What Christ taught ever so clearly is that the Scriptures that already had been written, and received by Israel , were all about Him.
And the Father himself, which hath sent me, hath borne witness of me. Ye have neither heard his voice at any time, nor seen his shape. And ye have not his word abiding in you: for whom he hath sent, him ye believe not. Search the scriptures; for in them ye think ye have eternal life: and they are they which testify of me. (John 5:37-39)
Then he said unto them, O fools, and slow of heart to believe all that the prophets have spoken: Ought not Christ to have suffered these things, and to enter into his glory? And beginning at Moses and all the prophets, he expounded unto them in all the scriptures the things concerning himself… And he said unto them, These are the words which I spake unto you, while I was yet with you, that all things must be fulfilled, which were written in the law of Moses, and in the prophets, and in the psalms, concerning me. Then opened he their understanding, that they might understand the scriptures, And said unto them, Thus it is written, and thus it behoved Christ to suffer, and to rise from the dead the third day: And that repentance and remission of sins should be preached in his name among all nations, beginning at Jerusalem. And ye are witnesses of these things. (Luke 24:25-27, 44-48).
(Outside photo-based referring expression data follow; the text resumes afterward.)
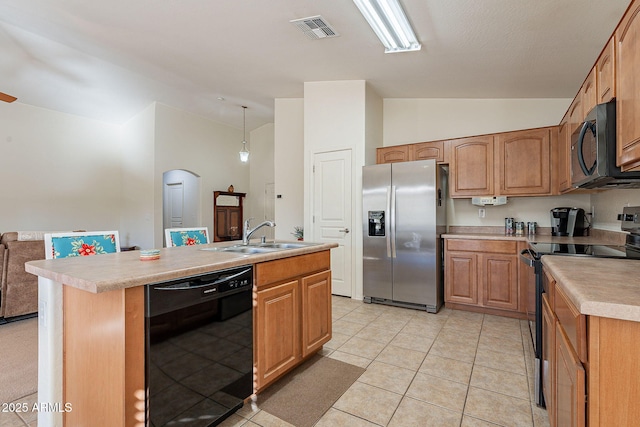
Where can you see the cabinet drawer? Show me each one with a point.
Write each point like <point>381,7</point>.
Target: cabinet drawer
<point>287,268</point>
<point>493,246</point>
<point>572,322</point>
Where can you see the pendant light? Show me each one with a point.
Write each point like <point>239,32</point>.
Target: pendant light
<point>244,153</point>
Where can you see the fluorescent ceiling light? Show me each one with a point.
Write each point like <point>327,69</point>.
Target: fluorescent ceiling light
<point>388,21</point>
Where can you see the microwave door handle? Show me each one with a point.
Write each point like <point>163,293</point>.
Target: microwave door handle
<point>585,126</point>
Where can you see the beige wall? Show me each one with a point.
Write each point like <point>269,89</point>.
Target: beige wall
<point>204,147</point>
<point>417,120</point>
<point>59,171</point>
<point>261,166</point>
<point>289,164</point>
<point>608,204</point>
<point>138,152</point>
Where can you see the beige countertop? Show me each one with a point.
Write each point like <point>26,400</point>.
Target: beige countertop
<point>546,238</point>
<point>125,269</point>
<point>599,286</point>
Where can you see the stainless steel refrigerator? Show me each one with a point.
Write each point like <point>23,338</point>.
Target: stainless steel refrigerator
<point>404,215</point>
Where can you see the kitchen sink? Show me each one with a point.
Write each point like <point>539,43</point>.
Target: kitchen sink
<point>281,245</point>
<point>246,249</point>
<point>260,248</point>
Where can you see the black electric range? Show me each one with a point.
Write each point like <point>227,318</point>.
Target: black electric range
<point>535,288</point>
<point>574,249</point>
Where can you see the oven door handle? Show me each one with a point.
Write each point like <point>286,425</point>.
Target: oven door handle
<point>529,260</point>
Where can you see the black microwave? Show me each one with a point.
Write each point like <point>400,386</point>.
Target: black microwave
<point>593,152</point>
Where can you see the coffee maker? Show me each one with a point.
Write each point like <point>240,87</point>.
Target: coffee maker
<point>567,222</point>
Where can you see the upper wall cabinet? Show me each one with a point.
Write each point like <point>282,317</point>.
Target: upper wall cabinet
<point>589,94</point>
<point>628,88</point>
<point>523,162</point>
<point>397,153</point>
<point>575,113</point>
<point>410,152</point>
<point>562,160</point>
<point>605,73</point>
<point>471,167</point>
<point>428,150</point>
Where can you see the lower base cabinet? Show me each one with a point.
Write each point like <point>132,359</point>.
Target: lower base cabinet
<point>569,381</point>
<point>593,365</point>
<point>482,275</point>
<point>292,317</point>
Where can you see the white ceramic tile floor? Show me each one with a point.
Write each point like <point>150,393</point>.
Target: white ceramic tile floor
<point>454,368</point>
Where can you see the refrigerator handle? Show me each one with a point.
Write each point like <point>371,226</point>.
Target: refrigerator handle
<point>388,222</point>
<point>392,226</point>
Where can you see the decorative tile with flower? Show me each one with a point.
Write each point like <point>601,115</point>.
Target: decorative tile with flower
<point>75,244</point>
<point>186,236</point>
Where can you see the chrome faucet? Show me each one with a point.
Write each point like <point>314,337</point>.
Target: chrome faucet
<point>246,232</point>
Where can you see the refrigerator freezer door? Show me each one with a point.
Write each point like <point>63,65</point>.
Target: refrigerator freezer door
<point>415,263</point>
<point>376,251</point>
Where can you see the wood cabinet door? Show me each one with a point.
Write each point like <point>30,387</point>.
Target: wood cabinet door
<point>628,88</point>
<point>563,156</point>
<point>277,339</point>
<point>589,93</point>
<point>399,153</point>
<point>316,311</point>
<point>499,273</point>
<point>570,408</point>
<point>547,362</point>
<point>461,285</point>
<point>523,163</point>
<point>471,167</point>
<point>228,223</point>
<point>605,72</point>
<point>427,150</point>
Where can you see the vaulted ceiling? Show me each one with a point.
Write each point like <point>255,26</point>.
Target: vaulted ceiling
<point>110,59</point>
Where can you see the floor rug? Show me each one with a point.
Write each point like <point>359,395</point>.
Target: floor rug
<point>19,356</point>
<point>303,395</point>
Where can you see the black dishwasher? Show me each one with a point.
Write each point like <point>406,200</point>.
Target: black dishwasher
<point>199,347</point>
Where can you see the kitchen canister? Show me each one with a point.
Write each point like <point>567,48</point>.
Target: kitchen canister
<point>509,226</point>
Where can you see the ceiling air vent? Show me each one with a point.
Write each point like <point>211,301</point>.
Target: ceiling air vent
<point>315,27</point>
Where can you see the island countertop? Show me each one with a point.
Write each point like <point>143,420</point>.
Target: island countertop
<point>601,287</point>
<point>122,270</point>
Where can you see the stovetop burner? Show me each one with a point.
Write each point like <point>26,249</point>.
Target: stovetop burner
<point>600,251</point>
The Apostles, and others among Christ’s Disciples, were witnesses of the things foretold by the Prophets. Notice the wording used by St. Luke, who did not say “he expounded unto them all the scriptures concerning himself”--a dash of Psalm 22, a sprinkling of Isaiah 7:14, and 53, and so on. Rather, St. Luke tells us, “He expounded unto them in all the scriptures the things concerning himself.” This is a remarkable statement. It means that the whole subject of the Law and the Prophets, as well as the Psalms and Wisdom literature, as well as the Prophetic telling of Israel’s history (including things glorious and things notorious), was written to reveal Jesus Christ Himself. If you can pray the Psalms, and read the Writings, but miss the Subject Himself, you have failed to see.
We do not have two canons of Scripture. We have one Canon of Scripture in two Testaments. We need both of them to see Christ clearly for Who he is, and to appreciate the history of our salvation as revealed and accomplished by Almighty God.